Catholic journalists stand in unity with our colleagues in the secular press who strive to bring truth and clarity to events around the world. Professional journalists fill an important function in our democracy, one that is upheld in the First Amendment of the Constitution. It is times like the Capitol siege that make us all aware of the news media’s crucial role.
Like police, members of the news media were attacked by rioters. Journalists were there to report — by words and by images — on the events taking place. Instead, they found themselves as targets of angry rioters, who have been conditioned by former President Donald Trump to see the media as “fake” and “the enemy of the people.”
One of the images captured by photojournalists on the scene was a three-word warning etched into a door at the Capitol by rioters: “Murder the media.”
Amanda Andrade-Rhoades, a freelance photojournalist for The Washington Post, told Columbia Journalism Review that three people threatened to shoot her during the day. “At one point, a guy leaned over to me and said, ‘I’m coming back with a gun tomorrow and I’m coming for you.’”
Carlos Martinez de la Serna, program director for the Committee to Protect Journalists, said that the violence displayed toward the media “has no place in democracy.”
“For the past four years, the Trump administration has lobbed attacks against individual and institutional news media,” he added. “As the world has now witnessed, this rhetoric is not just a political diversion — it can embolden mobs to attack reporters who are simply trying to do their job of keeping the public informed.”
Pope Francis has defended the important role of the news media.
“Freedom of the press and of expression is an important indicator of the state of a country’s health,” Pope Francis told members of the Foreign Press Association in 2019. “Let’s not forget that one of the first things dictatorships do is remove freedom of the press or mask it, not leaving it free.”
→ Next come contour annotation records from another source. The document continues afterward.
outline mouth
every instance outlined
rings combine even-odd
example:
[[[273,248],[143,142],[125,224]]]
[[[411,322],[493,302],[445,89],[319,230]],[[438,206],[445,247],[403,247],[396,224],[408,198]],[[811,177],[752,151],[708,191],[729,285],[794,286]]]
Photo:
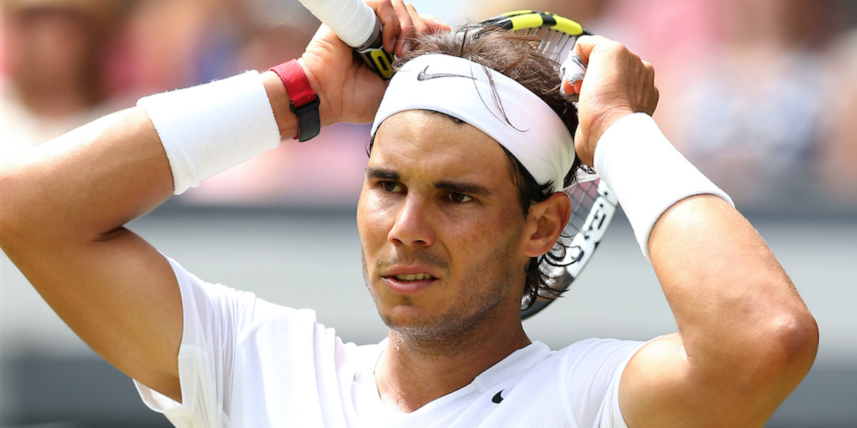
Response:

Are members of the news media responsible for misinformation and lies, as some people suggest? Journalists, who study their trade at universities across the country, follow the established ethics of their profession. For example, at Marquette University in Milwaukee (which trains some of the country’s top journalists, including many in the Catholic press), courses on media ethics are a required part of the curriculum.
When news outlets do make mistakes, they are held accountable. Consequences can range from publishing corrections and clarifications to facing lawsuits for libel. Like any profession, the news media has its challenges. Mergers and consolidations, as well as the quest for profits, have impacted resources for covering news and even the direction of news coverage.
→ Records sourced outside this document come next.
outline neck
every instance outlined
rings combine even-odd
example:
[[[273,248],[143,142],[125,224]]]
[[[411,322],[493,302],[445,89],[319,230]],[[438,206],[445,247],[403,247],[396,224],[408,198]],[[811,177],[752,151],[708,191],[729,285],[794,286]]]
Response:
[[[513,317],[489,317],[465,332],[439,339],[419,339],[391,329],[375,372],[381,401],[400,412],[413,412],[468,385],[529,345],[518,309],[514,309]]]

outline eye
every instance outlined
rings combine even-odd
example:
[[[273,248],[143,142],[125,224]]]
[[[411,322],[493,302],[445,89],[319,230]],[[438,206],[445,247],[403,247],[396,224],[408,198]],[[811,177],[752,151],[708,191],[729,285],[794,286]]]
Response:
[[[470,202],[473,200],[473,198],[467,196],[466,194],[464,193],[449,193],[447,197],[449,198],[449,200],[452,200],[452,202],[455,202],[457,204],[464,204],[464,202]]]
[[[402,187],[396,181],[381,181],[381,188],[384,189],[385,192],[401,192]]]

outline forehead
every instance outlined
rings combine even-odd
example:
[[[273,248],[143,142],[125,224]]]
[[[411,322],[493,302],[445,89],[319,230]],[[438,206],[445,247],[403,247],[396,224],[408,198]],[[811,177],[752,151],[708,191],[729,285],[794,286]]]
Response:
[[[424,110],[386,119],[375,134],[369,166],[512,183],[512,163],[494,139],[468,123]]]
Much of the “misinformation” that plagues our world today is due to websites and blogs, and now social media, that seem to make anyone with an opinion a “news outlet.” People like Alex Jones, a conspiracy theorist who hosts the “InfoWars” website, are responsible for blurring the lines between reality and “fake” news.
Three days after the Capitol siege, Pope Francis spoke to an Italian news outlet about the event.
“Even in the most mature state, there’s always something that doesn’t work — people who take a path that’s against the community, against democracy, against the common good,” he said. “But thanks be to God that this has burst out, and there was a chance to see it well, because now you can try and heal it.”
Without the news media’s coverage of the Capitol attack, a “chance to see and to heal” would be impossible. And that would truly be a miscarriage of the media’s responsibility in our democracy.